Will.I.Am Gets A Lift From A Toaster?
Will.I.Am's surprise appearance during Nicki Minaj's pre-show performance actually had a little more "pop" to it than what cameras caught. MTV News had a "toaster" — a hydraulic lift used to catapult people — ready to go backstage for Will. The lift would make it appear as if Will, who was hidden behind a trapdoor, magically appeared on the stage. "You could compare it to a trampoline that doesn't require you to jump on it to give you height," said Adam Stewart, the production manager responsible for overseeing the building of the entire red-carpet stage. While the toaster worked perfectly, it wasn't in the live show.

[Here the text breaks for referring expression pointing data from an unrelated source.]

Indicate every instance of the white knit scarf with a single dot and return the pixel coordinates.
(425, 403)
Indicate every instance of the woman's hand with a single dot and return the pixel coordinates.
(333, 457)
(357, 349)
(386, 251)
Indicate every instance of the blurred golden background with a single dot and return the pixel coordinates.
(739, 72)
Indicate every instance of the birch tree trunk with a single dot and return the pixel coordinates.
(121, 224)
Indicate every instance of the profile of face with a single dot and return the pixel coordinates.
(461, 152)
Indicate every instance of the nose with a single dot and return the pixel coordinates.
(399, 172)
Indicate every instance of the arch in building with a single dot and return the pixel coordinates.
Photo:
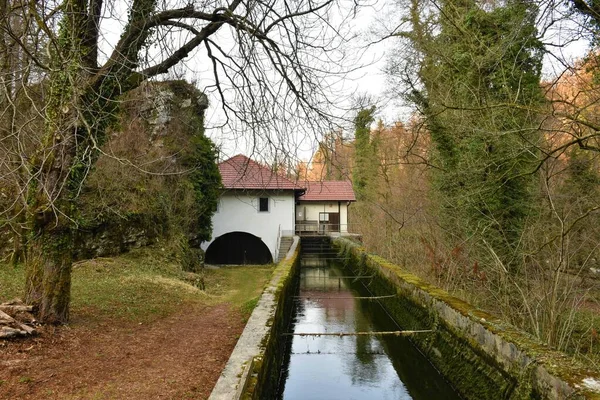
(238, 248)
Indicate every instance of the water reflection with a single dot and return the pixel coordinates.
(349, 367)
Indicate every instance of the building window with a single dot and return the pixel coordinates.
(263, 204)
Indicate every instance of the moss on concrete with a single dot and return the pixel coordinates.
(264, 377)
(480, 355)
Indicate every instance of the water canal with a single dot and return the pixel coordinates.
(331, 300)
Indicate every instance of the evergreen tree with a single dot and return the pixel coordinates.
(364, 155)
(481, 73)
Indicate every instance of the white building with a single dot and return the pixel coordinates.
(324, 206)
(255, 207)
(258, 207)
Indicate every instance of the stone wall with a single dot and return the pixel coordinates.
(480, 355)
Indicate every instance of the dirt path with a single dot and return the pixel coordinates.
(179, 357)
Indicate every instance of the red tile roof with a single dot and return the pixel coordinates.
(240, 172)
(328, 191)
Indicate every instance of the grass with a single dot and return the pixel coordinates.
(144, 285)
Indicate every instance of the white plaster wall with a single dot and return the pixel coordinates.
(309, 211)
(238, 212)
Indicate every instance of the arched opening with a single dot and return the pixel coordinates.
(238, 248)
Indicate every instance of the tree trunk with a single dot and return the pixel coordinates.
(48, 273)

Cyclists Crash White Carpet — Twice!
By now, you've probably already heard about 30 Seconds to Mars' epic VMA entrance. The guys arrived at the carpet with a crew of bicyclists, who unexpectedly threw feathers, water and glitter into the crowd. A cleaning crew was dispatched to clean up the mess afterward ... but that wasn't the end of it. The bicyclists actually crashed the red carpet again.
"I'm walking up to go to the entrance of the limo route, and right around the corner comes one bike, comes two, three more," Production Coordinator Damian Vaca recalled. "They just crash the red carpet again. They're weaving in and out of limos, in and out of people. They completely took over the carpet until security was really kicking them out."

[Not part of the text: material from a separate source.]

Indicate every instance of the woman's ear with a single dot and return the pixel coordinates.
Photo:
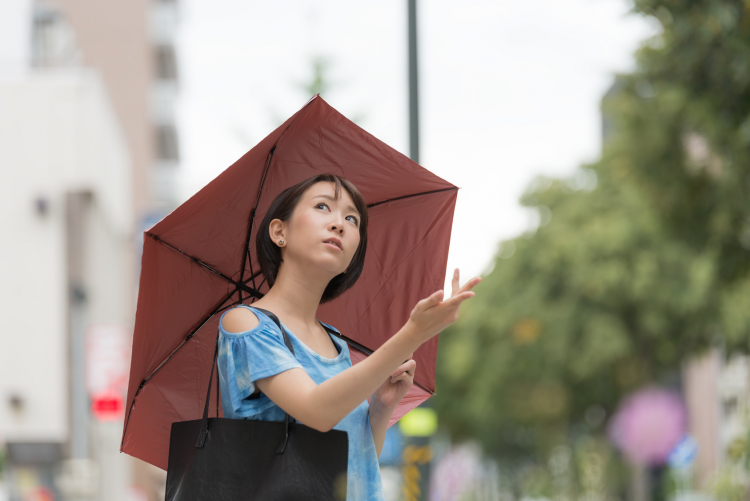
(276, 229)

Gucci Mane Rains Hundreds On VMA Carpet
Feathers and glitter weren't the only things flying around the white carpet; Gucci Mane made his very own contribution by tossing out money — and lots of it. "It was during the commercial break. He was on the photography press line and all of a sudden he whipped out a spot of cash, it was quite a bit," said producer Matt Harper, who was standing at the top of the carpet. "At first he was just sort of showing it to the cameras, and then all of a sudden he just sort of threw it and then there was chaos," he continued. Harper couldn't tell exactly how much money was dispersed, but he did note that most of it was hundred-dollar bills.